YONGSAN GARRISON, South Korea — A one-month temporary membership at the Dragon Hill Lodge’s fitness center cost a U.S. military family $735, according to the family and officials at the government-run hotel.
The charges are accurate, and the gym has the paperwork to prove it, according to the hotel’s marketing office.
But the military family says the charges stem from an honest mistake — failing to fill out a cancellation form three years ago — and they can’t understand why a government facility created to serve military families would want to profit from an oversight. A recent request by the family for an inspector general’s investigation was rejected.
“It was just the wrong thing to do to someone,” said Brandy Garcia, a former aerobics teacher at The Point fitness center and wife of an Army sergeant major who ended up paying the bill.
Roxanne Holland, the hotel’s sales and marketing director, said she’s sympathetic. But she showed a copy of the agreement that Garcia’s mother signed that states it is each member’s responsibility “to fill out a cancellation voucher to terminate his or her membership.”
“We don’t want anyone to feel disenfranchised,” Holland said. “Unfortunately, as much as we’d like to (help), there are some programs that require contracts. And clearly, it was signed.”
Janeen Bouch, Garcia’s mother, signed up for temporary membership at The Point while she was visiting South Korea.
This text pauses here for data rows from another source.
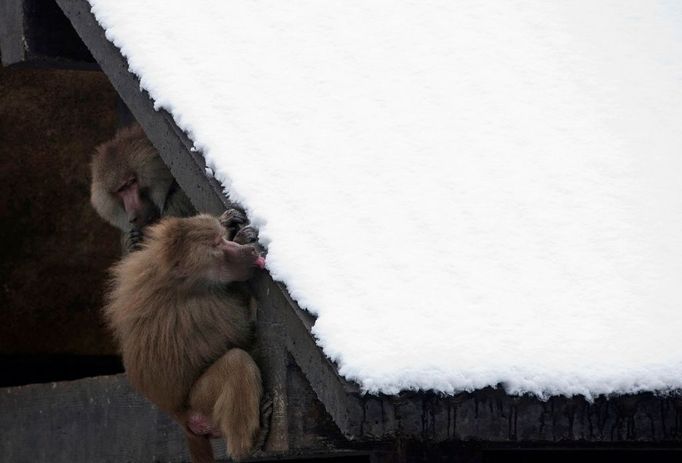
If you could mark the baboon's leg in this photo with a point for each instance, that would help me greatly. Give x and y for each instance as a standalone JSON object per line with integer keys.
{"x": 230, "y": 393}
{"x": 200, "y": 449}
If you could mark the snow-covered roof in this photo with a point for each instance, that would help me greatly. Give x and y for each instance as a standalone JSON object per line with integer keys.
{"x": 464, "y": 193}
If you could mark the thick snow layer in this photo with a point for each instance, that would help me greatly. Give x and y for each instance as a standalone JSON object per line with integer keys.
{"x": 465, "y": 193}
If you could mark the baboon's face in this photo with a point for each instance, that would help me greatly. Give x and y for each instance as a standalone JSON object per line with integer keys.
{"x": 218, "y": 259}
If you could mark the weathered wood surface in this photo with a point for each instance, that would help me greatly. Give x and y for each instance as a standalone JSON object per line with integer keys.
{"x": 36, "y": 33}
{"x": 96, "y": 419}
{"x": 488, "y": 415}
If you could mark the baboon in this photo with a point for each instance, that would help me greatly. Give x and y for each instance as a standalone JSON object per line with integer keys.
{"x": 132, "y": 187}
{"x": 185, "y": 329}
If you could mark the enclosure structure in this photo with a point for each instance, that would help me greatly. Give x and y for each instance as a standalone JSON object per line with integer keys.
{"x": 316, "y": 413}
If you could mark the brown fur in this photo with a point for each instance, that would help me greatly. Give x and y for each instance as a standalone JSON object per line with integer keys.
{"x": 131, "y": 155}
{"x": 184, "y": 329}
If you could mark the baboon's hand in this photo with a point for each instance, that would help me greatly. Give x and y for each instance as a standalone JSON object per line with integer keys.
{"x": 247, "y": 235}
{"x": 233, "y": 219}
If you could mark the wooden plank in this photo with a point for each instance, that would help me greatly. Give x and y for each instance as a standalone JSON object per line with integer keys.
{"x": 12, "y": 41}
{"x": 35, "y": 33}
{"x": 97, "y": 419}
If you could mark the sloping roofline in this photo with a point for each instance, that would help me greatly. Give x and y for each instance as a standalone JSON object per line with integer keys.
{"x": 285, "y": 329}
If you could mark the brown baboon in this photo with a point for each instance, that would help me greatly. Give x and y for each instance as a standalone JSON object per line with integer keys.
{"x": 185, "y": 329}
{"x": 132, "y": 187}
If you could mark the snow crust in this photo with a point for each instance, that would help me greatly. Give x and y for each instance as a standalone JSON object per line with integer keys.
{"x": 465, "y": 193}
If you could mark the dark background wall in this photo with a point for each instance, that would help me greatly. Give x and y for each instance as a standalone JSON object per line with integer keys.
{"x": 54, "y": 250}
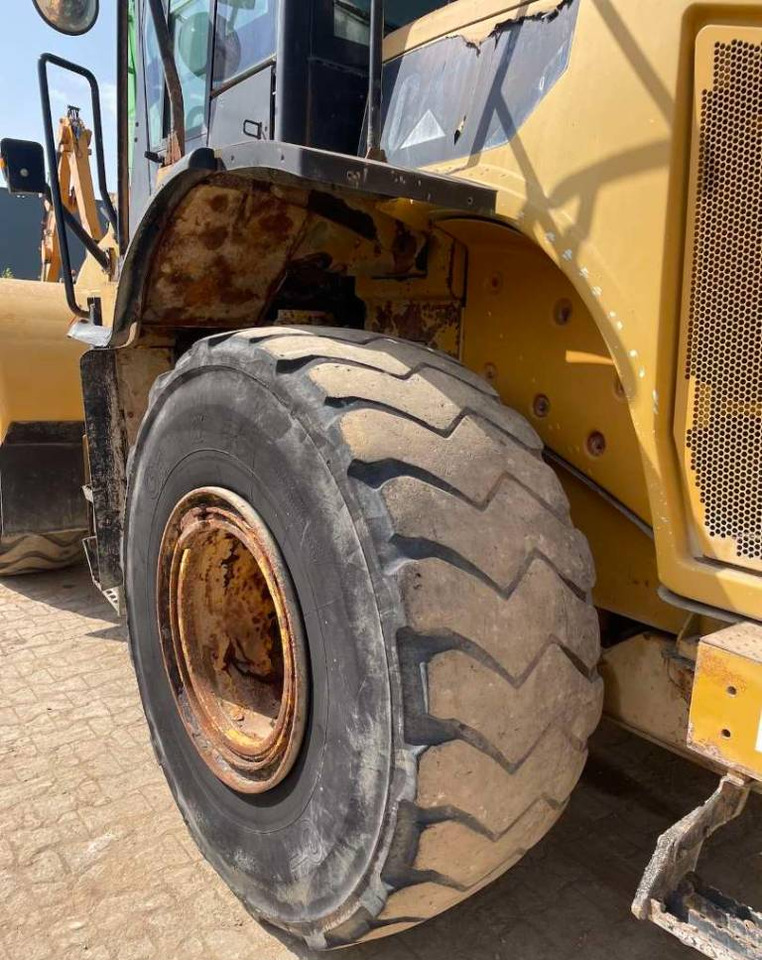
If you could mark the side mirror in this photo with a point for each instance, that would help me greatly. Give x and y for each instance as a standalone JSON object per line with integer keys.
{"x": 23, "y": 164}
{"x": 72, "y": 17}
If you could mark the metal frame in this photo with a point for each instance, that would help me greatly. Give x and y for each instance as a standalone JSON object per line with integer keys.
{"x": 49, "y": 59}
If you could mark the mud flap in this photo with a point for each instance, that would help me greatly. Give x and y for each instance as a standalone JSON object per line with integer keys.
{"x": 673, "y": 896}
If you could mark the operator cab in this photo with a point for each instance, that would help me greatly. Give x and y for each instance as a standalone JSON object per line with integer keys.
{"x": 285, "y": 70}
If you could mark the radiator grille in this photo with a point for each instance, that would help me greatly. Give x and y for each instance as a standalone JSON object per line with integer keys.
{"x": 724, "y": 346}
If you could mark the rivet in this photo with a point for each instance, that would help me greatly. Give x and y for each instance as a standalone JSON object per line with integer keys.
{"x": 495, "y": 282}
{"x": 562, "y": 312}
{"x": 596, "y": 444}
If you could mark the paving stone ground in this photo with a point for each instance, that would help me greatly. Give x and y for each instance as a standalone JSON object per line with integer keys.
{"x": 96, "y": 864}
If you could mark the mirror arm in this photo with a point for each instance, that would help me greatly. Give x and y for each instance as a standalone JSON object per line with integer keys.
{"x": 122, "y": 123}
{"x": 174, "y": 89}
{"x": 375, "y": 68}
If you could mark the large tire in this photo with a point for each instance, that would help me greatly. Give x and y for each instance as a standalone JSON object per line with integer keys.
{"x": 445, "y": 597}
{"x": 40, "y": 552}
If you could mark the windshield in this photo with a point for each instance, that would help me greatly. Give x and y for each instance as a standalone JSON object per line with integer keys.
{"x": 351, "y": 18}
{"x": 244, "y": 37}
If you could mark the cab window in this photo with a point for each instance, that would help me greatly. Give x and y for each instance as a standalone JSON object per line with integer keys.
{"x": 351, "y": 18}
{"x": 245, "y": 36}
{"x": 191, "y": 40}
{"x": 191, "y": 43}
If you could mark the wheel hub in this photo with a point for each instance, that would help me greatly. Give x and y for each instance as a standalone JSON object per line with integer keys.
{"x": 232, "y": 639}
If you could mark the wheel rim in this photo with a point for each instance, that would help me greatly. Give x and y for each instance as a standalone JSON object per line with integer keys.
{"x": 232, "y": 639}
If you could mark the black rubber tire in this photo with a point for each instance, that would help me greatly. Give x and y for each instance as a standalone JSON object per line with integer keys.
{"x": 40, "y": 552}
{"x": 445, "y": 595}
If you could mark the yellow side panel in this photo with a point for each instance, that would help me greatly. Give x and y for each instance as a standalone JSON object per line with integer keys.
{"x": 726, "y": 706}
{"x": 527, "y": 330}
{"x": 39, "y": 366}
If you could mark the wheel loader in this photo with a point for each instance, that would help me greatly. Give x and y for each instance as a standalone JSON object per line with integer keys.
{"x": 422, "y": 399}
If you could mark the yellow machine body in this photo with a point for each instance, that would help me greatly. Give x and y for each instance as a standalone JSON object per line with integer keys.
{"x": 39, "y": 366}
{"x": 603, "y": 182}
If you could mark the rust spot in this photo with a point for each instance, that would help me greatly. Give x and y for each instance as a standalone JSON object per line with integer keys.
{"x": 219, "y": 203}
{"x": 231, "y": 640}
{"x": 214, "y": 237}
{"x": 433, "y": 322}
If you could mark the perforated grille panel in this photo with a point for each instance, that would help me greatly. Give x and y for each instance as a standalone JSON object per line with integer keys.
{"x": 724, "y": 342}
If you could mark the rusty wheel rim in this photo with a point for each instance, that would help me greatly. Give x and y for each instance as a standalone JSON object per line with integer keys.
{"x": 232, "y": 639}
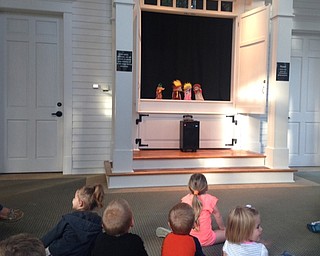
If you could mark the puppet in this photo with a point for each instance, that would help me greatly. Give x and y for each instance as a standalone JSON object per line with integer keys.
{"x": 176, "y": 89}
{"x": 197, "y": 92}
{"x": 187, "y": 91}
{"x": 159, "y": 91}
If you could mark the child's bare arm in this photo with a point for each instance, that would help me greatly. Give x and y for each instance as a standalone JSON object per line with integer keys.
{"x": 218, "y": 218}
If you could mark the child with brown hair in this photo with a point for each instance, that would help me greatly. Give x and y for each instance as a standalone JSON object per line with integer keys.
{"x": 204, "y": 206}
{"x": 77, "y": 231}
{"x": 243, "y": 233}
{"x": 179, "y": 242}
{"x": 116, "y": 239}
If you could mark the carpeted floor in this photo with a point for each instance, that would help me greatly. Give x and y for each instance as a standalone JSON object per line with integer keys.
{"x": 285, "y": 210}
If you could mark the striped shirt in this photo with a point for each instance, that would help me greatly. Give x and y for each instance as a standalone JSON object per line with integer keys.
{"x": 245, "y": 249}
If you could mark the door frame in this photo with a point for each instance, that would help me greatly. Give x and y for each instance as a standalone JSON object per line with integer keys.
{"x": 301, "y": 139}
{"x": 65, "y": 11}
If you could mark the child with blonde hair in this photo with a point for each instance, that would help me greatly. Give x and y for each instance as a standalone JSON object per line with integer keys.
{"x": 243, "y": 233}
{"x": 204, "y": 206}
{"x": 116, "y": 239}
{"x": 179, "y": 242}
{"x": 77, "y": 231}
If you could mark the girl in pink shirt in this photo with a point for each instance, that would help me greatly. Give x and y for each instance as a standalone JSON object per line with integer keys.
{"x": 204, "y": 206}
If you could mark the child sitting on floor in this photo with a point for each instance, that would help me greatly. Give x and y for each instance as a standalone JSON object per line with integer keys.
{"x": 116, "y": 240}
{"x": 205, "y": 206}
{"x": 243, "y": 233}
{"x": 179, "y": 242}
{"x": 77, "y": 231}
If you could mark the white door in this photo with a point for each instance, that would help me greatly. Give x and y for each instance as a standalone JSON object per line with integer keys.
{"x": 32, "y": 94}
{"x": 251, "y": 89}
{"x": 304, "y": 107}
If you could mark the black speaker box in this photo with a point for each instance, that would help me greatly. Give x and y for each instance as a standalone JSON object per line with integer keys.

The membership was linked to the Garcia family’s payments, and they had planned on paying $35 for the month Bouch was in town, according to Garcia.
Bouch left the country on June 14, 2003, her passport shows. On her last day at The Point, Bouch turned in her membership card and said goodbye to many of her daughter’s co-workers there, according to Garcia.
Yet The Point continued to bill the Garcia family $35 a month for that membership for nearly two more years, according to records provided by Garcia and confirmed by Dragon Hill officials. The Garcias failed to notice the extra automatic charge on their credit card bill as it was lumped in with other monthly fees they paid to the fitness center, Garcia said.
“The bottom line — I should have checked my credit card,” Garcia admitted during a telephone conversation last week from her family’s new assignment station in Texas, where she and her family moved this summer.
When her husband, Alfred Garcia, finally noticed the charge in February 2005, the Garcias brought the charges to The Point’s attention and asked for a refund.
But The Point and Dragon Hill Lodge officials refused to pay back the money.
“It was because I did not fill out a cancellation form,” Brandy Garcia said.
Holland said there was no error on the hotel’s part, and it cannot make an exception for one family. The hotel also is worried that making an exception for Garcia, who was a former employee, might look like favoritism over The Point’s 2,000 other members.
“We want to do the right thing, but we can’t do anything special,” Holland said. “That’s the purpose of the agreement. In my opinion, it’s just too bad she didn’t look at her credit card statement.”
Garcia said she may contact her congressional representative to ask for more help. She quit teaching at The Point last year after she grew more disappointed in the hotel’s policy, and eventually her husband did the same. When he quit, she said, he made sure to fill out the cancellation form. “To treat someone like that,” she said, “it’s just awful.”